True, but in making the request, you will provide information on who is making t...

__jal · on Aug 1, 2017

That argument works, insofar as it does, only for more recognizable bots and browsers. If I write a client of some sort that identifies itself as:

Mozilla/5.0 (Windows NT 6.1) AppleWebKit/537.36 (KHTML, like Gecko) Snackmaster Pro/666.0.666

What do you do?

I also tell my browser to lie about what it is sometimes, due to sites that are malfunctioning, but whose owners choose to document the errors instead of fixing them with "Use Chrome" (or IE, or whatever) checks.

Is that 'kinda' illegal or morally wrong (two very different things)?

If so, that seems like a belief that all sorts of browser defaults are 'kinda' wrong and/or illegal to change. Javascript? Lying about installed fonts/screen dimensions/whatever? Refusing to keep nonsession cookies between sessions? That slope would seem to get pretty slippery...

jboy55 · on Aug 1, 2017

In your first case, if you are running on Windows NT 6.1 using WebKit on a new browser for humans called 'Snakemaster Pro', then you aren't doing anything wrong.

If by client you mean a robot, then you are pretending to be a browser and you are accessing the service without permission.

Let me ask you a question, say your client was hitting my service with that user agent, 100 times a second, crawling through urls sequentionaly. Lets say I added it to my robots.txt deny list and starting blocking that user agent. Would you change the user agent and continue?

If someone creates a site that says, 'Access to this site is for 640x480 browsers only, any other use is forbidden'. Then I think its pretty clear that its a stupid site but also that faking your screen resolution is accessing a site without consent. There is no slope, someone (Linkedin) putting explicit terms on their website is pretty clear.

vageli · on Aug 1, 2017

Have you ever heard of "headless browsers" (like [chrome](https://github.com/dhamaniasad/HeadlessBrowsers/issues/37)? What are some defining characteristics of browsers that are absent in scraping clients? If I open a browser window while doing the scraping is that acceptable?

__jal · on Aug 1, 2017

I very rarely use robots, and think I've only been "abusive" (not really abusive, in my book) once.

What if I send a null UA? Or use it as an opportunity to share my favorite quote?

What if the behavior of my software doesn't attack like a robot, does keep the request volume reasonable (use whatever you think is reasonable here) but also doesn't do what you might expect a human clicking around to do?

havetocharge · on July 31, 2017

There isn't a universal 'I'm a bot' setting. There are user agent conventions, but they are hardly standard.
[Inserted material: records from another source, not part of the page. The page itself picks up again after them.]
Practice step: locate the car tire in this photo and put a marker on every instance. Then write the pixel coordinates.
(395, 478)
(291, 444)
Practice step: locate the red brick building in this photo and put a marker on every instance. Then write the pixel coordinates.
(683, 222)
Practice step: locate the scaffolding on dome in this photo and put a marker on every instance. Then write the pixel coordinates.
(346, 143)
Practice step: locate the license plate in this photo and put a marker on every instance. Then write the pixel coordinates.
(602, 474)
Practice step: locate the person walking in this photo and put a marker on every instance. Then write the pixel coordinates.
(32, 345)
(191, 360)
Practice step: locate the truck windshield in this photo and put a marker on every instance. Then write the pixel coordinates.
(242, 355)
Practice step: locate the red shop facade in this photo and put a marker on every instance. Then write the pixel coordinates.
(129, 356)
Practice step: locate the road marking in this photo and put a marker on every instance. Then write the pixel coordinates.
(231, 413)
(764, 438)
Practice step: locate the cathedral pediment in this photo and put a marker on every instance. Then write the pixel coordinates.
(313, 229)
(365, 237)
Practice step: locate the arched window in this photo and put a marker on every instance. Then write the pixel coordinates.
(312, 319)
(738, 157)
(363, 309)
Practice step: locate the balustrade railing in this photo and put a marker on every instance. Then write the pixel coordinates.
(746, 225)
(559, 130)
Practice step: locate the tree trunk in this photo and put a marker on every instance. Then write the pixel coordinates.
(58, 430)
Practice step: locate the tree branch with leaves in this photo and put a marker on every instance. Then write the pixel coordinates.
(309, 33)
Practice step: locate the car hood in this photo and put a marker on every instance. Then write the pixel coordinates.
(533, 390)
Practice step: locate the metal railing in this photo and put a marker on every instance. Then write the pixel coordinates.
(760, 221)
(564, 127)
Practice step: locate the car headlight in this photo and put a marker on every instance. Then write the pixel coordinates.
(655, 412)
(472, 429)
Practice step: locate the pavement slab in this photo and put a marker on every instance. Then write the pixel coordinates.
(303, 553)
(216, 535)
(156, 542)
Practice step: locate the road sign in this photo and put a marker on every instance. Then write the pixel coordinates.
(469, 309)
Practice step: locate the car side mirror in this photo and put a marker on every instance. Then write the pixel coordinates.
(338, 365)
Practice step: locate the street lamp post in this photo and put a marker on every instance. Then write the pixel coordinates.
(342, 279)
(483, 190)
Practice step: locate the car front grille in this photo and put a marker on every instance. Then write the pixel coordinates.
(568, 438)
Your point works in theory, but it's not something one can just implement and be reasonably confident that they won't be scraped.

jboy55 · on Aug 1, 2017

No, it won't prevent being scraped. That's not the point I was making.

The point is, the scraper would have to hide their intentions and identity, which removes any claim they are being 'honest' in their intentions and not trying to circumvent the provider of the services efforts to prevent scraping.

arcbyte · on July 31, 2017

The user agent header is not an authorization header. There is explicitly an authorization header.